Daniel Levin, '81: Public Service at the Highest Levels
The career of Daniel Levin, ’81, is distinguished by contributions at the highest levels of government. He has served as deputy legal advisor to the National Security Council under Brent Scowcroft and Colin Powell and legal advisor under Stephen Hadley, as chief of staff to FBI director Robert Mueller and to Attorney General William Barr, and as acting head of the Office of Legal Counsel in the Justice Department.
Even before he arrived at the Law School Levin demonstrated an interest in public issues. He took a semester off from Harvard to work for the Senate Subcommittee on Investigations and he worked for six months after graduation in the office of columnist Jack Anderson.
At the Law School, where he graduated first in his class, he hewed to his priorities, choosing participation in a clinic over the enticements of Law Review. “The Law Review said that you couldn’t do both Law Review and a clinic,” he said. “I really wanted to do clinical work.”
Then, when the Street Law program came to the Law School for the first time, he and classmate Sean Hanifin, ’81, were among the first to sign up. “Sean and I taught at a school for physically disabled youngsters,” he recounted. “That, and the clinic, were the best times I had at law school and the times I think I learned the most—although I also had some tremendous teachers like Geoffrey Stone, ’71, and David Currie.”
He returned to the Law School to teach at the Mandel Clinic during the 1989–1990 school year: “I wanted to give something back for all I’d learned there,” he said. By then he had worked for Scowcroft and had also served in the environmental crimes section of the Justice Department.
When Barr was appointed Deputy Attorney General in 1991, Levin joined his staff. “Bill wanted to have someone with some knowledge of national security issues, and I was very fortunate that he picked me,” Levin said. “It’s a sign of how times have changed that back then I was just about the only person on the Deputy’s staff really concentrating on national security issues—and I was also involved in environmental matters and civil litigation.”
In 1993, Levin joined Hale and Dorr (today he is Counsel at Wilmer Cutler Pickering Hale and Dorr LLP), but ten eventful years in government still lay ahead of him. He left the firm in 1995 to become an Assistant U.S. Attorney in Los Angeles. “It was a job I had always wanted to do,” he said. “It was in many ways the most enjoyable work I’ve ever done.” He prosecuted racketeering cases, worked with a task force that included the FBI and the Los Angeles police and sheriff’s departments, and handled several lengthy trials, including the first federal death penalty case in Los Angeles in over thirty years.
In 2001 he served on the Department of Justice transition team for the new Bush administration, expecting to return to Los Angeles when he finished that task. But Attorney General John Ashcroft ’67, asked him to stay and work on national security issues and when Mueller became FBI Director on September 4, 2001, he asked Levin to come to the FBI so serve as chief of staff. Levin’s first day at the FBI was September 11. Of course, he soon took on major responsibilities relating to terrorism. In 2003, Attorney General Ashcroft brought him to the Department of Justice to coordinate the administration’s response to the National Commission on Terrorist Attacks on the United States—better known as the 9/11 Commission.
In 2004, President Bush appointed him Acting Assistant Attorney General for the Office of Legal Counsel (OLC) following the departure of former Law School faculty member Jack Goldsmith as head of that office. OLC fulfills a vital role, serving in effect as outside counsel for all the agencies of the executive branch and as general counsel for the Justice Department itself. It reviews all proposed orders of the Attorney General and all regulations requiring the Attorney General’s approval. Previous OLC heads include William Rehnquist and Antonin Scalia.

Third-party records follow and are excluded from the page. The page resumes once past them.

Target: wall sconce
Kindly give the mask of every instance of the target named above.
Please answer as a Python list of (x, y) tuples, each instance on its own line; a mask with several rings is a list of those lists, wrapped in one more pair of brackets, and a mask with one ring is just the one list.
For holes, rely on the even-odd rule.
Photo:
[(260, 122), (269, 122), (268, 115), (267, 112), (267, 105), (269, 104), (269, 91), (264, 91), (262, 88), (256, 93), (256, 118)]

“OLC was an amazing place to be,” Levin recalled. “It’s a small office filled with very brilliant, extremely talented people and I was very fortunate to have a chance to work there.” It was also, according to news reports that Levin declines to discuss, a focal point of controversy because Goldsmith refused to endorse the memorandum, created within OLC in 2002 but only leaked to the media in 2004, that became known as the “torture memo,” in which very wide latitude was given to government interrogators to inflict physical pain and psychological distress.
Levin inherited the controversy over that memo. On December 30, 2004 (after what Newsweek described as “a fierce behind-the-scenes bureaucratic fight”), a memorandum he authored was posted at the OLC web site, officially replacing the 2002 memorandum and endorsing as the definition of torture used in congressional anti-torture laws a definition considerably less permissive than the one in the 2002 memo.
In February 2005 Levin became legal adviser to National Security Advisor Stephen Hadley, a position he held until joining Wilmer Hale in October. He said this time he expects to stay put awhile. “At least, as long as they’ll have me,” said Levin, whose attentions will remain focused on his practice there. That doesn’t mean, though, that there will be no significant changes forthcoming in his life: this fall he’ll be getting married, to Nichole Chen.